This is a parable  we all can understand, especially parents. A father has two sons and tells them to work in his vineyard. The first son says, "I'm on my way" and never goes. We can understand the disappointment and anger of the father. We can also understand the father's frustration when the second son says, "No, I'm too busy." But then he goes and does the work. We can appreciate as well the father's love and forgiveness to the son who finally followed through.


It is the difference between words and actions. We all know people who are superb with rhetoric and promises but seem to disappear when it comes to performance. Something always seems to come up.
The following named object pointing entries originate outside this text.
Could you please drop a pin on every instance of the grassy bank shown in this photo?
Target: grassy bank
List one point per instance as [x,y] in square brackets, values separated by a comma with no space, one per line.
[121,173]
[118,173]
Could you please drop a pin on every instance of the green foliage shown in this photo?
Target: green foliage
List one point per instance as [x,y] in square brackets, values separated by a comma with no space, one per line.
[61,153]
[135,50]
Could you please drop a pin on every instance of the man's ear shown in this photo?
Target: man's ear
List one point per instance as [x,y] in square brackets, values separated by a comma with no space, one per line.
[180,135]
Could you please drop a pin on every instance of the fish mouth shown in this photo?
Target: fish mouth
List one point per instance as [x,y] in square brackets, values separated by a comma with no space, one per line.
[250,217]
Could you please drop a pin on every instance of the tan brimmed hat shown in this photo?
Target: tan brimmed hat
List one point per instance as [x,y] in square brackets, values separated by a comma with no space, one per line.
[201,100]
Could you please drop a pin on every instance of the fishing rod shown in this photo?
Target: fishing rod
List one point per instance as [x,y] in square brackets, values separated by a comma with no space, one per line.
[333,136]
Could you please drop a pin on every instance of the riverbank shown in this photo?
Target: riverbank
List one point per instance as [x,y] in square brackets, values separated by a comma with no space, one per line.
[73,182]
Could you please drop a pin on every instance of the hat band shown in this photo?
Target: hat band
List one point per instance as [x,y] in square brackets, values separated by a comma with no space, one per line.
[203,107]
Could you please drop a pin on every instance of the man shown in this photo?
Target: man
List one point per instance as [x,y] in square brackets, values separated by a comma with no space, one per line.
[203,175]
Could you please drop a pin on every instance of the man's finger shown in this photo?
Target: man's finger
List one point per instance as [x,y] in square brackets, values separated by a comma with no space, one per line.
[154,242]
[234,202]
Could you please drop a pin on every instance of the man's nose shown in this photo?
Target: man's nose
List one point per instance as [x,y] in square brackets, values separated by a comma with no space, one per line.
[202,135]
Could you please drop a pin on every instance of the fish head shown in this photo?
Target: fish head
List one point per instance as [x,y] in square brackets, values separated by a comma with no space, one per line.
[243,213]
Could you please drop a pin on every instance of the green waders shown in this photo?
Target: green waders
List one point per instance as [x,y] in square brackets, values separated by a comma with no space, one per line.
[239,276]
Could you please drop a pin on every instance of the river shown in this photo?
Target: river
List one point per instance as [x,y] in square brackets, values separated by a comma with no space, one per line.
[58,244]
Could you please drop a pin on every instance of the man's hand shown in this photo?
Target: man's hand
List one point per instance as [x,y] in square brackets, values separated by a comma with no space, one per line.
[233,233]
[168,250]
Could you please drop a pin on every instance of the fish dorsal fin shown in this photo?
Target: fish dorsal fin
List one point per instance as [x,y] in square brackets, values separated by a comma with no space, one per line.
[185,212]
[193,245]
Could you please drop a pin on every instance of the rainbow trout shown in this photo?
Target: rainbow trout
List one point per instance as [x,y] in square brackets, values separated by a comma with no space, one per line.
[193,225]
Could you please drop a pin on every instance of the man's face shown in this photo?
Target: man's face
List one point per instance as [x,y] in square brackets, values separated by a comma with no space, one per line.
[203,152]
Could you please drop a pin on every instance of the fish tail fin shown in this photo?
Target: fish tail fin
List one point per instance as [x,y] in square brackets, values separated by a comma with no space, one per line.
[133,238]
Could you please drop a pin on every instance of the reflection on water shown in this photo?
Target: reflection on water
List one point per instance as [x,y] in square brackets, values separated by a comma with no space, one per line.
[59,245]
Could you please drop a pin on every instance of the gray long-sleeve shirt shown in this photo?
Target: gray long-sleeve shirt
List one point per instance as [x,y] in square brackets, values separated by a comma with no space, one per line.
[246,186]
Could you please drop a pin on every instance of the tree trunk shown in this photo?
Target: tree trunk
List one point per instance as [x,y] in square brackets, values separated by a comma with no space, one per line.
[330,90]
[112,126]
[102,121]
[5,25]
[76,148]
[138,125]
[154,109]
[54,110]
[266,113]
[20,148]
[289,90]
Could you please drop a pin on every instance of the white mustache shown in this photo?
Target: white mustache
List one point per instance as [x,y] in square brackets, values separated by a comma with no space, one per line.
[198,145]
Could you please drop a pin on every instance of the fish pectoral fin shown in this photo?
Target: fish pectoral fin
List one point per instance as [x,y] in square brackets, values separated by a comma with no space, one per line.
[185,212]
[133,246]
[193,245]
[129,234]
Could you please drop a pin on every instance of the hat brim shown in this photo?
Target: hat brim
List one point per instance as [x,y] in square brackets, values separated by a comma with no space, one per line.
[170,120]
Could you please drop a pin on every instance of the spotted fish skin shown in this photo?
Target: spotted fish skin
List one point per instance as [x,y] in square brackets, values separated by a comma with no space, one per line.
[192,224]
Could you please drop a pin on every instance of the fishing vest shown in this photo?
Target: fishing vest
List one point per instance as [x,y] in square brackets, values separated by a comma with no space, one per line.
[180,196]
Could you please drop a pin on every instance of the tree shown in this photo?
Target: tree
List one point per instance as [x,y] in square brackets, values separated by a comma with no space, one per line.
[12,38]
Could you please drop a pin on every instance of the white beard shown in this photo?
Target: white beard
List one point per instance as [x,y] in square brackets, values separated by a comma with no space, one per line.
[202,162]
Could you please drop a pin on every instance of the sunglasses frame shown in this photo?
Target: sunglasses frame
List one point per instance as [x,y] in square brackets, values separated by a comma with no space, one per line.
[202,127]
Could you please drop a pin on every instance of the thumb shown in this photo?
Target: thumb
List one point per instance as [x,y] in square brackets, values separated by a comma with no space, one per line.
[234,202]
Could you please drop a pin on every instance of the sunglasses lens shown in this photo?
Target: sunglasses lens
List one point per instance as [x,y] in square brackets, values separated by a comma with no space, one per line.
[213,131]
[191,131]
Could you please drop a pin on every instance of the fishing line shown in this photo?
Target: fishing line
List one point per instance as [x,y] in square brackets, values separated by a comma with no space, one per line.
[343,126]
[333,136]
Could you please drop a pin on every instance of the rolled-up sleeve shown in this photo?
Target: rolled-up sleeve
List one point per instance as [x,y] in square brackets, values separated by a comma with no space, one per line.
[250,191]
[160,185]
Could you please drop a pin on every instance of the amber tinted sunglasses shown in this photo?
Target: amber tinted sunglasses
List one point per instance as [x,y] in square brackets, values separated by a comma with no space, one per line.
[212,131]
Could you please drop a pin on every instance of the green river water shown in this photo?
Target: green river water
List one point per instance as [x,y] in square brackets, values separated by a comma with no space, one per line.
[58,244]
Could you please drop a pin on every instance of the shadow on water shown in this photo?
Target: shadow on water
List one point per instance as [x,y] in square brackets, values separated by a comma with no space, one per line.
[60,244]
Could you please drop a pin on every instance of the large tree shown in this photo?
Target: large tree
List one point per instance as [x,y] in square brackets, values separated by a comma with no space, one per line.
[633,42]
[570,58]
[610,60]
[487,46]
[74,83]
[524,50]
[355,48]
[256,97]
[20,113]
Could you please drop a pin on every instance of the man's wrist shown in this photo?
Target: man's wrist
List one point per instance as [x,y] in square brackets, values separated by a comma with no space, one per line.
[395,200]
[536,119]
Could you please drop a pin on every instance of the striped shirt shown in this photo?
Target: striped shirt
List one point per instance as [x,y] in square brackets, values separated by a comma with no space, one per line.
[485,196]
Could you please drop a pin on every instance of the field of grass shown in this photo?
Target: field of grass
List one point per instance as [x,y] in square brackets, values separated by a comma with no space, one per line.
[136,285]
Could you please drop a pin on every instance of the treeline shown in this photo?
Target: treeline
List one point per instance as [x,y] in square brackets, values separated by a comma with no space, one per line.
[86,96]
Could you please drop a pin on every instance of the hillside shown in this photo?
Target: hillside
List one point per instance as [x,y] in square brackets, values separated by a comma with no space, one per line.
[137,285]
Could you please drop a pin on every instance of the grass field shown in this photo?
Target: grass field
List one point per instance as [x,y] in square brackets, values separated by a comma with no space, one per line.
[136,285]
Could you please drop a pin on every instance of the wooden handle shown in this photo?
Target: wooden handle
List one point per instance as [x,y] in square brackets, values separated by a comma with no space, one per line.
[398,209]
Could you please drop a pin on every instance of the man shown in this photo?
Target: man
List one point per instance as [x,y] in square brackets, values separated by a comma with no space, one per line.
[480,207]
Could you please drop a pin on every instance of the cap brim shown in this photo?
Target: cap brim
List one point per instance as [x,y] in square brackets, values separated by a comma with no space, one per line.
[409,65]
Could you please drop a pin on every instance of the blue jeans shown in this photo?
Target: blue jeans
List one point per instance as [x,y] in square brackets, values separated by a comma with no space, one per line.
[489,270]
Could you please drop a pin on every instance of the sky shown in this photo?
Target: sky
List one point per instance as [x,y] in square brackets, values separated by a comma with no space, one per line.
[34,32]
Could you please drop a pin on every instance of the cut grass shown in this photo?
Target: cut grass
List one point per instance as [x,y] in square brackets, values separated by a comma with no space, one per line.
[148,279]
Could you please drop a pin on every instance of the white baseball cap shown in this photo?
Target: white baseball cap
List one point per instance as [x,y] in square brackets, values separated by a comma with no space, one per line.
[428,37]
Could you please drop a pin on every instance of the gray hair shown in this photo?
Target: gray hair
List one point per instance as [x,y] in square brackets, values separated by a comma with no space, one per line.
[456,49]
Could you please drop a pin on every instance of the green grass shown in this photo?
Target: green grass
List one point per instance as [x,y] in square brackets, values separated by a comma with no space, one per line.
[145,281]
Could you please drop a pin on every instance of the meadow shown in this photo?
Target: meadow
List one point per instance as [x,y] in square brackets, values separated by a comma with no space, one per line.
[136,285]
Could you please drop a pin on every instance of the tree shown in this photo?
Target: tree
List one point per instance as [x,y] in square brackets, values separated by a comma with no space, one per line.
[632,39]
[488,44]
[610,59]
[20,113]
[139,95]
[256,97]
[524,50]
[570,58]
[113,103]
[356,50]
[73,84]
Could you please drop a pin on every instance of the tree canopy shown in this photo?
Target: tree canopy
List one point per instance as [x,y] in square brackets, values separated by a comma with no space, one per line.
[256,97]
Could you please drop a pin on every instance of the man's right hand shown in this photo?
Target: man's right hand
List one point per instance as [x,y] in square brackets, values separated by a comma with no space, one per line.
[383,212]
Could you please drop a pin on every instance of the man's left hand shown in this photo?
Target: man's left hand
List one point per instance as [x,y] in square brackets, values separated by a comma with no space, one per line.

The Lord addresses this parable to the Scribes and Pharisees who were so precise about the Law but in their daily lives did not show the mercy and compassion God wanted. They are like the first son. Their words said "yes" but their lives said "no." Then, there were the outcasts who lived lives of sin but at John the Baptist's call to repentance, they changed. Initially they said "no" to God, now they embraced the kingdom life. Like the second son, they ended up doing the Lord's will.


We can apply this parable to ourselves in three ways.

First, how we actually live our lives shows what we really believe. Our actions, more truly than our words, show what we really believe and to what we are really faithful. A person may be able to articulate a perfectly orthodox faith yet live as a functional atheist. The best evidence of what we really believe is how we live. Spouses show love not by words but by actions. We show our loyalty to our friends not by words but by standing by them in good times and bad. Our lives, more than our words, show what we really believe.


Secondly, in all of us there is a gap between what we profess and how we live. We all can say along with St. Paul in today's second reading that Jesus is Lord. But, is Jesus really Lord of our life, of our financial life, our social life, our professional life, our work life, our private life and our family life? That is what conversion of life is all about. When we speak about "conversion" we usually mean someone joining a church. But it also means a more thorough embrace of what Christianity means. Often, it takes time to truly let Jesus be Lord.


Thirdly, this brief parable of the Lord about the father and his two sons is a parable of high consolation and of deep challenge to us: The example of the second son who said "no" and then went and did the work in the vineyard teaches us that a person's "no" can become a "yes." Sometimes, for all kinds of reasons, people distance themselves from the Lord and from the Church. Then, at certain junctures of their life, they gradually find themselves working in the vineyard, doing the Lord's work. Their "no" becomes a "yes."


There is another, more troubling side to this parable. Like the first son, we can find ourselves going through the motions of prayer and performing the traditions of our faith but the substance of surrender and obedience is gone. Our "yes" has become a "no." We can find ourselves going through the motions in marriage but the commitment to that one other person that should shape everything we do has evaporated. We are living off fumes. Our "yes" has become a "no."


We can make great commitments to the Lord at Christmas or at Easter and when the time for follow-through comes, rationalizations for delay flow from our minds and we do nothing. Our "yes" can become a "no."

We all can describe the problems of our world in some detail. The capital sins are alive and well. But what do we do in the face of such a situation? Do we endorse it, enhance it, amplify it, continue it, pass it on, or do we oppose it, contradict it? Do we take the cues for our life from life around us or from the Lord of life? Do we allow the world to turn our "yes" into a "no"?

Is our "yes" to Christ becoming a "no" in how we live? That is the haunting question of this parable for every one of us.